Transformer Architectures And Attention

What's being tested

Interviewers are probing whether you understand Transformer internals well enough to implement, debug, train, and serve them—not just describe them at a high level. For a Machine Learning Engineer, the bar is shape reasoning, masking correctness, numerical stability, training efficiency, and knowing how architectural choices affect latency, memory, and model quality. Amazon cares because production ML systems often use Transformer-based encoders, decoders, rankers, retrieval models, and LLM-backed services where small implementation errors can silently degrade relevance, safety, or cost. Expect follow-ups that connect math to `PyTorch` tensors, GPU memory, distributed training, and online serving constraints.

Core knowledge

Scaled dot-product attention computes $\mathrm{Attention}(Q,K,V)=\mathrm{softmax}\left(\frac{QK^\top}{\sqrt{d_k}} + M\right)V$ where $M$ is an additive mask, often 0 for allowed positions and -inf for blocked positions.

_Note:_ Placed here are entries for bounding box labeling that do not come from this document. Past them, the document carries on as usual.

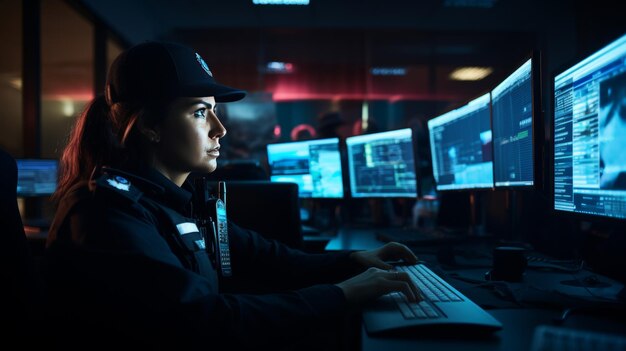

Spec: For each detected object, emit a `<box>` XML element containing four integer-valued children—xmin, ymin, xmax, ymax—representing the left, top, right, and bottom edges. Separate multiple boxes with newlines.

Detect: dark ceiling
<box><xmin>75</xmin><ymin>0</ymin><xmax>623</xmax><ymax>106</ymax></box>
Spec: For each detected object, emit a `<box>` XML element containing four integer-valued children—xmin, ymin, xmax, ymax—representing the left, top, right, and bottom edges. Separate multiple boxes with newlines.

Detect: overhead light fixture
<box><xmin>9</xmin><ymin>78</ymin><xmax>22</xmax><ymax>90</ymax></box>
<box><xmin>265</xmin><ymin>61</ymin><xmax>295</xmax><ymax>74</ymax></box>
<box><xmin>443</xmin><ymin>0</ymin><xmax>497</xmax><ymax>9</ymax></box>
<box><xmin>371</xmin><ymin>67</ymin><xmax>406</xmax><ymax>76</ymax></box>
<box><xmin>252</xmin><ymin>0</ymin><xmax>309</xmax><ymax>5</ymax></box>
<box><xmin>450</xmin><ymin>67</ymin><xmax>493</xmax><ymax>81</ymax></box>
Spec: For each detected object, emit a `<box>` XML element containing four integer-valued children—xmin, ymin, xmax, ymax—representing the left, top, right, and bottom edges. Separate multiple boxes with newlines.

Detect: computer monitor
<box><xmin>346</xmin><ymin>128</ymin><xmax>418</xmax><ymax>198</ymax></box>
<box><xmin>553</xmin><ymin>36</ymin><xmax>626</xmax><ymax>219</ymax></box>
<box><xmin>491</xmin><ymin>53</ymin><xmax>541</xmax><ymax>188</ymax></box>
<box><xmin>16</xmin><ymin>159</ymin><xmax>58</xmax><ymax>197</ymax></box>
<box><xmin>267</xmin><ymin>138</ymin><xmax>344</xmax><ymax>198</ymax></box>
<box><xmin>428</xmin><ymin>93</ymin><xmax>493</xmax><ymax>191</ymax></box>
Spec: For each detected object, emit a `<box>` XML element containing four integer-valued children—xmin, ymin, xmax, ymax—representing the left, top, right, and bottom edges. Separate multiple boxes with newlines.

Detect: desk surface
<box><xmin>326</xmin><ymin>228</ymin><xmax>626</xmax><ymax>351</ymax></box>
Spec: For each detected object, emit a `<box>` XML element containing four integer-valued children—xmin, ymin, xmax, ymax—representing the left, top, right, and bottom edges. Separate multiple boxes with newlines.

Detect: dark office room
<box><xmin>0</xmin><ymin>0</ymin><xmax>626</xmax><ymax>351</ymax></box>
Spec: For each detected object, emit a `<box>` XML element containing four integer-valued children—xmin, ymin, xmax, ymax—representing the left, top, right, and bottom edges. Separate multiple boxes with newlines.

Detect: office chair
<box><xmin>0</xmin><ymin>149</ymin><xmax>44</xmax><ymax>341</ymax></box>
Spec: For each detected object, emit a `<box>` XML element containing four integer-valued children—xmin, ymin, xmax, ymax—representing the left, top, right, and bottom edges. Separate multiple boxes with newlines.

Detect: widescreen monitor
<box><xmin>267</xmin><ymin>138</ymin><xmax>344</xmax><ymax>198</ymax></box>
<box><xmin>16</xmin><ymin>159</ymin><xmax>58</xmax><ymax>197</ymax></box>
<box><xmin>553</xmin><ymin>36</ymin><xmax>626</xmax><ymax>218</ymax></box>
<box><xmin>346</xmin><ymin>128</ymin><xmax>418</xmax><ymax>198</ymax></box>
<box><xmin>491</xmin><ymin>54</ymin><xmax>540</xmax><ymax>188</ymax></box>
<box><xmin>428</xmin><ymin>93</ymin><xmax>493</xmax><ymax>191</ymax></box>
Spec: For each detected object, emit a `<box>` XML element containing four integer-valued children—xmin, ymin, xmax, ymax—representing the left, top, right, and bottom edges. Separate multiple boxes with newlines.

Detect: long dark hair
<box><xmin>53</xmin><ymin>95</ymin><xmax>169</xmax><ymax>201</ymax></box>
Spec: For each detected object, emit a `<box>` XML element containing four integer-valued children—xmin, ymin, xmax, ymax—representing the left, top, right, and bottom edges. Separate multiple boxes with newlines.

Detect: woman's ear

The $\sqrt{d_k}$ scaling prevents large logits from saturating softmax.
Multi-head attention projects an input $X \in \mathbb{R}^{B \times T \times d_{\text{model}}}$ into $Q,K,V$ tensors shaped roughly $B \times h \times T \times d_{\text{head}}$ . Heads let the model learn different relation patterns; implementation bugs usually come from incorrect view, transpose, or non-contiguous tensors.
Causal masking is mandatory for decoder-only language models. Token $t$ can attend only to positions $\leq t$ , usually via a lower-triangular mask of shape $T \times T$ . Forgetting this causes label leakage: training loss looks excellent, but generation quality fails.
Decoder-only GPT-style blocks typically contain masked self-attention, a position-wise feed-forward network, residual connections, and normalization. A common pre-norm block is x = x + attention(LN(x)), then x = x + MLP(LN(x)), which improves deep-network training stability versus post-norm.
Layer normalization normalizes across the feature dimension for each token independently: $\mathrm{LN}(x)=\gamma \frac{x-\mu}{\sqrt{\sigma^2+\epsilon}}+\beta$ where $\mu,\sigma^2$ are computed over hidden features, and $\gamma,\beta$ are learned per-feature parameters. Unlike batch norm, it does not depend on batch statistics.
Position information is required because self-attention alone is permutation-equivariant. Common choices include learned absolute embeddings, sinusoidal embeddings, rotary position embeddings (`RoPE`), and relative position bias. For long-context serving, extrapolation behavior and `KV cache` compatibility matter.
Feed-forward networks in Transformers are usually two linear layers with an activation such as `GELU`, often expanding hidden size by about 4x: $d_{\text{model}} \rightarrow 4d_{\text{model}} \rightarrow d_{\text{model}}$ . In LLMs, gated variants like `SwiGLU` improve quality but increase parameter and memory considerations.
Training-time memory is dominated by activations, attention matrices, and optimizer states. Full attention is $O(T^2)$ in sequence length and $O(BT^2)$ for attention probabilities; for long sequences, consider flash attention, gradient checkpointing, mixed precision, sequence packing, or sparse/local attention.
Inference-time bottlenecks differ from training. Autoregressive decoding is sequential over generated tokens, but `KV cache` avoids recomputing keys and values for previous tokens, changing per-step attention from recomputing full prefix projections to attending against cached state. Cache memory grows with layers, heads, context length, and batch size.
Mixture-of-Experts replaces dense MLPs with multiple expert networks and a learned router, often top-1 or top-2 routing. It increases parameter count without activating all parameters per token, but introduces load-balancing losses, capacity factors, token dropping risk, and distributed communication such as `all-to-all`.
Transformers versus CNNs is about inductive bias and scaling tradeoffs. CNNs encode locality and translation equivariance through shared kernels, making them sample-efficient for images; Transformers learn global interactions with weaker priors but scale well with data, compute, multimodal inputs, and variable-length sequences.
Evaluation and deployment require more than perplexity. For production MLE work, track offline loss, task metrics like `AUC` or `NDCG`, calibration, latency `p50/p99`, GPU memory, throughput, drift, and online/offline parity. A lower loss model may be unacceptable if it doubles serving cost or violates latency SLOs.

Worked example

For “Implement decoder-only GPT-style transformer,” a strong candidate first clarifies the expected scope: “Should I implement a minimal `PyTorch` module with token embeddings, positional embeddings, masked multi-head self-attention, MLP blocks, and logits, or also include training and generation?” They state assumptions early: input token IDs have shape B x T, vocabulary size is V, embedding dimension is C, number of heads divides C, and the model returns logits shaped B x T x V. The answer should be organized around four pillars: embeddings and positions, Transformer block structure, attention tensor shapes and causal mask, and output projection/loss.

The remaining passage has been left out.